History Of Sino-Russian Relations

Prior to the 1600s China and Russia were separated by Siberia. By about 1640 Russian settlers had conquered most of Siberia and founded settlements in the Amur River basin. From 1652 to 1689, China's armies drove the Russian settlers out, but after 1689 China and Russia made peace and established trade agreements. By the mid-1800s China lagged behind technologically and financially, so it signed unequal treaties with Russia and other Western powers, by which Russia annexed the Amur basin and Vladivostok. China's weak position led to the 1911 Xinhai revolution: the revolutionaries deposed the emperor and founded the Republic of China. However, China's president Yuan Shikai was forced to sign further unequal treaties with Russia and with other Western nations.

Following the 1917 October revolution in Russia, China intervened against the communist Reds (or Bolsheviks), in support of the anti-communist White forces. The Bolsheviks won the civil war and established the Soviet Union, or USSR. Subsequently, the USSR lent support to the Kuomintang, a Chinese faction opposed to China's Beiyang government. The Kuomintang took power by force in 1928, and the two countries established diplomatic ties, but fought two wars in the next ten years. Nevertheless, the USSR supported Chiang Kai-Shek's Kuomintang government against Imperial Japan, and USSR leader Joseph Stalin told Mao Zedong's Communist Party of China (CPC) to support China's Kuomintang regime. Mao decided to fight to Kuomintang in spite of Stalin's, but the CPC failed to overthrow Chiang's Nationalist government. From 1937 to 1945 the Kuomintang and the CPC were allied against Japan, but resumed fighting shortly after their victory. Despite lacking substantial Soviet support, in 1949 the CPC won the Chinese Civil War and established the People's Republic of China, which allied itself with the USSR.

Ideological differences between the two countries grew after Stalin's death in 1953. In 1961 Mao accused the USSR's leadership under Nikita Khrushchev of revisionism, and the alliance ended. The two countries competed for control over other communist states and foreign communist movements for twenty years, and in 1969 they fought a brief border war. After the defeat of Mao's followers in 1978 hostility between the two countries lessened somewhat, because China's new leaders abandoned anti-revisionism.

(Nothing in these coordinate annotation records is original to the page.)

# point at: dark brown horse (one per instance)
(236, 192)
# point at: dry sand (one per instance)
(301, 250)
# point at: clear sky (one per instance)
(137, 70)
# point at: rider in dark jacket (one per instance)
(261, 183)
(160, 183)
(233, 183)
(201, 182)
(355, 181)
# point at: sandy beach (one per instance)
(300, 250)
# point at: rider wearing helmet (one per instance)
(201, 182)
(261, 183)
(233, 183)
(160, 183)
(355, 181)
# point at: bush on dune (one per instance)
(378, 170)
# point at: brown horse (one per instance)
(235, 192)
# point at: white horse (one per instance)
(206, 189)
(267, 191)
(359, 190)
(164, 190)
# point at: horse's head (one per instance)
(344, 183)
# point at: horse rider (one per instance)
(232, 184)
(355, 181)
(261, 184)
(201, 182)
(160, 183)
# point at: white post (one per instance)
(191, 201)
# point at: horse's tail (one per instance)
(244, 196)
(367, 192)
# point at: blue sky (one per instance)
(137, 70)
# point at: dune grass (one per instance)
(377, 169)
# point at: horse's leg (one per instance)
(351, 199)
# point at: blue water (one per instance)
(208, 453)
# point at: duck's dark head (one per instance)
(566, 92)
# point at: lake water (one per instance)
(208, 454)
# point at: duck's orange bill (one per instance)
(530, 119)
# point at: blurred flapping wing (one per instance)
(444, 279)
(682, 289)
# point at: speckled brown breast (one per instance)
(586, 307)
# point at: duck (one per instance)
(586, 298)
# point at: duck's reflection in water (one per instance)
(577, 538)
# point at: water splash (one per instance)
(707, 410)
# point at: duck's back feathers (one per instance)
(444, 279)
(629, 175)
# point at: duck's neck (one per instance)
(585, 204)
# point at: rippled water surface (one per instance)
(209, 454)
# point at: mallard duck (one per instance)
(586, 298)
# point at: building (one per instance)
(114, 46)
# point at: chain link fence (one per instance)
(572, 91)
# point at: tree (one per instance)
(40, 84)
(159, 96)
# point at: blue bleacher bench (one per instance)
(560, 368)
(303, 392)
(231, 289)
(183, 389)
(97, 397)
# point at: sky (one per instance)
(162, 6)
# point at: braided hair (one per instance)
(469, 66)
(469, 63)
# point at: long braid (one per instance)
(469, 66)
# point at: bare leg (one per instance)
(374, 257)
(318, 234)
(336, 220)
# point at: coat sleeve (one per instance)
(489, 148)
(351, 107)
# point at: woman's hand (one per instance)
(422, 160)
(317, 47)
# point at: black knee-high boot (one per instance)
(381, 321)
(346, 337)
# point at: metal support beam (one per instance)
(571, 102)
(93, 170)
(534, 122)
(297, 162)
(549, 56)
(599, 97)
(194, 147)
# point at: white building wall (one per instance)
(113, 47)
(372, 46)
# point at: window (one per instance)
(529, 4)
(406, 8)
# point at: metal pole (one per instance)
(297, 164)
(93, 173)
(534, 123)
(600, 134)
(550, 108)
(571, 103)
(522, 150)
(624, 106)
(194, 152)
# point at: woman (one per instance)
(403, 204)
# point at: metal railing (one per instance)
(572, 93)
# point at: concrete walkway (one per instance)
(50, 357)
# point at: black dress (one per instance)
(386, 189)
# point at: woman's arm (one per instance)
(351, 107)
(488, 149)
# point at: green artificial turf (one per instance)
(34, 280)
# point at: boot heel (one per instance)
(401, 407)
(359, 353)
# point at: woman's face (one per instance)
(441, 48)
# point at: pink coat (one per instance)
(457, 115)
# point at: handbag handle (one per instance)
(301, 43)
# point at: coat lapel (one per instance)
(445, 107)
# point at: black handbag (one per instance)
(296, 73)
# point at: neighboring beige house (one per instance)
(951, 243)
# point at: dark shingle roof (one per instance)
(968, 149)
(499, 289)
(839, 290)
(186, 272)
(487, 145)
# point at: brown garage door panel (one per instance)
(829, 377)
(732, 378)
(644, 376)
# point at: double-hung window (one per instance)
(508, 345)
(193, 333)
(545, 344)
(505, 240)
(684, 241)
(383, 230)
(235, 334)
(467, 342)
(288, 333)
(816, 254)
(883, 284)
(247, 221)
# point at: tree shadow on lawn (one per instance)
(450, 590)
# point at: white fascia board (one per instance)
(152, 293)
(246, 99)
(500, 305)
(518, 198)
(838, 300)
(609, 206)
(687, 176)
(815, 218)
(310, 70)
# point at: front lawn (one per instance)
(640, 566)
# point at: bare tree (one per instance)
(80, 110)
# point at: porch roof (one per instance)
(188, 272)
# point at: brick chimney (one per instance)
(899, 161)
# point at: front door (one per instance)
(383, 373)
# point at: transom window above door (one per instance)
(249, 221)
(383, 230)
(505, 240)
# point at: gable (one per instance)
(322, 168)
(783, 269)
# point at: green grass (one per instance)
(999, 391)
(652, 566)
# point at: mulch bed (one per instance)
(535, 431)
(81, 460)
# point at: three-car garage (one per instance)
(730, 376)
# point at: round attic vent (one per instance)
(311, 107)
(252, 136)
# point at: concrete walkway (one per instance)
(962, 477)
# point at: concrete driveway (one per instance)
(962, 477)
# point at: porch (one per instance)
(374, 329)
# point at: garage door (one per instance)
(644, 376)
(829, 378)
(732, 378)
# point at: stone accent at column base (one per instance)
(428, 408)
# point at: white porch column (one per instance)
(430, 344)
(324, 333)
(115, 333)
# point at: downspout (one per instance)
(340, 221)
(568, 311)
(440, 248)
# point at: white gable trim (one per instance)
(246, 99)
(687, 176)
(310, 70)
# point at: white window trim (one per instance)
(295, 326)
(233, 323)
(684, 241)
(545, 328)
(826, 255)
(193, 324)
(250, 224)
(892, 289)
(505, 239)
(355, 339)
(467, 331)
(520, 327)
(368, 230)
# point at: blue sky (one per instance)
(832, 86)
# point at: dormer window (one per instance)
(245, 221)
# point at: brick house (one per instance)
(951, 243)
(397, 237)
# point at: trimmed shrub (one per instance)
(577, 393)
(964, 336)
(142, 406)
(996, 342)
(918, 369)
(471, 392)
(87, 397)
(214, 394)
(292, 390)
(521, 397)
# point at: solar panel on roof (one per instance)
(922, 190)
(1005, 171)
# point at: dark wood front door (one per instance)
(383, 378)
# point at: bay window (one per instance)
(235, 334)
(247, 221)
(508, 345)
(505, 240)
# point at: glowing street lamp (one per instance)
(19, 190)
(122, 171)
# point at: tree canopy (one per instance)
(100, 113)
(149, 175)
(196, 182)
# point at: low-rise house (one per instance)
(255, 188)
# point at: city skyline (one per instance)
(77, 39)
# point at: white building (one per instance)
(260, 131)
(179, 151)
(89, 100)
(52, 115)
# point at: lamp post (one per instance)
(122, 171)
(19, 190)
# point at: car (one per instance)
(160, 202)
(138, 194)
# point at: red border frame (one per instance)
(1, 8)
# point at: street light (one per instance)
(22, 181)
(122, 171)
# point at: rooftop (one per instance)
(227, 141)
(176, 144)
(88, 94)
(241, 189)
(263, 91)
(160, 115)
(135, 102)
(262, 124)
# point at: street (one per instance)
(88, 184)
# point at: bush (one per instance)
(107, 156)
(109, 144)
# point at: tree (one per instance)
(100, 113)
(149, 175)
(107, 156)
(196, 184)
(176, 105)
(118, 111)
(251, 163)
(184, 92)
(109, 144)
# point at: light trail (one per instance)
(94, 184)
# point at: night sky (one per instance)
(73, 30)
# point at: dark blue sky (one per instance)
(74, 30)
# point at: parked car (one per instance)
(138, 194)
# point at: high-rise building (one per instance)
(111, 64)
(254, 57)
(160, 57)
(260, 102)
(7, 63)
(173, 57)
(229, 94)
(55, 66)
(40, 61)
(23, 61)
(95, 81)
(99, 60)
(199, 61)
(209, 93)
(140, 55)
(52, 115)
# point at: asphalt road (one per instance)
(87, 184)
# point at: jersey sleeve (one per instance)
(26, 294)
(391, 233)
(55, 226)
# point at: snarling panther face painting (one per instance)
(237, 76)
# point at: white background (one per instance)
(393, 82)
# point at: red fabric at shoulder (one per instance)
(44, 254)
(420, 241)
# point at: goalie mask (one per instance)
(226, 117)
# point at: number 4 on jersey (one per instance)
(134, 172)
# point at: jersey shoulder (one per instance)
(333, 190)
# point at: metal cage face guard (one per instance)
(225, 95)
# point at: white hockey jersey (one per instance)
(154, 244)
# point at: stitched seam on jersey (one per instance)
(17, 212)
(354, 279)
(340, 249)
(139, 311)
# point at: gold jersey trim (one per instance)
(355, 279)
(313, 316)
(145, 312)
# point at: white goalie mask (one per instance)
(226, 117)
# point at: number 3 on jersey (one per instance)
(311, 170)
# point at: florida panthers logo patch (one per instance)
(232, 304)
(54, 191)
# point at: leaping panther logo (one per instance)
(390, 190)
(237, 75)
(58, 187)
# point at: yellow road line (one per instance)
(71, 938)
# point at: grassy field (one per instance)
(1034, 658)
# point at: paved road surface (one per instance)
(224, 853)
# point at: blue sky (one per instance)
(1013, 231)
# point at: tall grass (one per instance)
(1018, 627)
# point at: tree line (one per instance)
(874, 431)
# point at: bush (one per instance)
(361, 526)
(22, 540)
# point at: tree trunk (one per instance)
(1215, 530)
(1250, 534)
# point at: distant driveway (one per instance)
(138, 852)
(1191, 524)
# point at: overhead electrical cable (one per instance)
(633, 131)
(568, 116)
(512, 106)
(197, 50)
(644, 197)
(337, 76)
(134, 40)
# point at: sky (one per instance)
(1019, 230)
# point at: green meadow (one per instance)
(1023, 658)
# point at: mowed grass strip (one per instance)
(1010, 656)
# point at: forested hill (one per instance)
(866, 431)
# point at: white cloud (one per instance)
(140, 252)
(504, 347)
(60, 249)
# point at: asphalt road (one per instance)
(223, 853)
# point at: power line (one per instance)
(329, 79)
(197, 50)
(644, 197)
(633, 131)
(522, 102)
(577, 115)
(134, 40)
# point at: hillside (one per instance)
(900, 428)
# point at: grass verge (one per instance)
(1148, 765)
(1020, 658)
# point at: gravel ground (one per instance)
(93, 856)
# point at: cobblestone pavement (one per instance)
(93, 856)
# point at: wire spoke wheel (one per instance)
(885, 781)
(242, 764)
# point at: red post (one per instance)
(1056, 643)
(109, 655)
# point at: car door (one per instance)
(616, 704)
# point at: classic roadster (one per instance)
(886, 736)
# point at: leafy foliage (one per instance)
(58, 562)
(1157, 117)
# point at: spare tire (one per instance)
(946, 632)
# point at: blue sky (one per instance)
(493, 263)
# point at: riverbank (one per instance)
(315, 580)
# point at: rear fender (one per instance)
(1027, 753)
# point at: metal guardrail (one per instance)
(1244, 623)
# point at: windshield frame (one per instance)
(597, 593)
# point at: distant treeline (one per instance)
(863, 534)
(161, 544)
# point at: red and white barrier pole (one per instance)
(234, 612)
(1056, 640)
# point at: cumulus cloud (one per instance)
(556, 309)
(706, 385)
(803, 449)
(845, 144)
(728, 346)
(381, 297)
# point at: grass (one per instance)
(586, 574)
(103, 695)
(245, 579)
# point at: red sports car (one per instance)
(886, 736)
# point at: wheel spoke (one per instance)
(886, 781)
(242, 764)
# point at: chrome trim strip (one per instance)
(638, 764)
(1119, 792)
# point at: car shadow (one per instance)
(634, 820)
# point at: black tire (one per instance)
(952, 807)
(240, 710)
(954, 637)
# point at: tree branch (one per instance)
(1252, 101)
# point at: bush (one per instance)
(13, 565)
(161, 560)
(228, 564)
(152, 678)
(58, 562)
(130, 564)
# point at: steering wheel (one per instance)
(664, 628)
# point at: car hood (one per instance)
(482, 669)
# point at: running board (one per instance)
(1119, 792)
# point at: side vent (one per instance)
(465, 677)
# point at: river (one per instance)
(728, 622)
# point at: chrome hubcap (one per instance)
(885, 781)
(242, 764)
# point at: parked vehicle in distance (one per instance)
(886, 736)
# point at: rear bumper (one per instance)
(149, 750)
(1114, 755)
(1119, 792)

Tensions remained: in 1979 China invaded Vietnam, a Soviet ally. The two countries nonetheless drew closer in the 1980s, and after the establishment of the Russian Federation this trend continued. Relations between the People's Republic of China and the Russian Federation are currently close and cordial. They maintain strong geopolitical and regional cooperation, and significant levels of trade.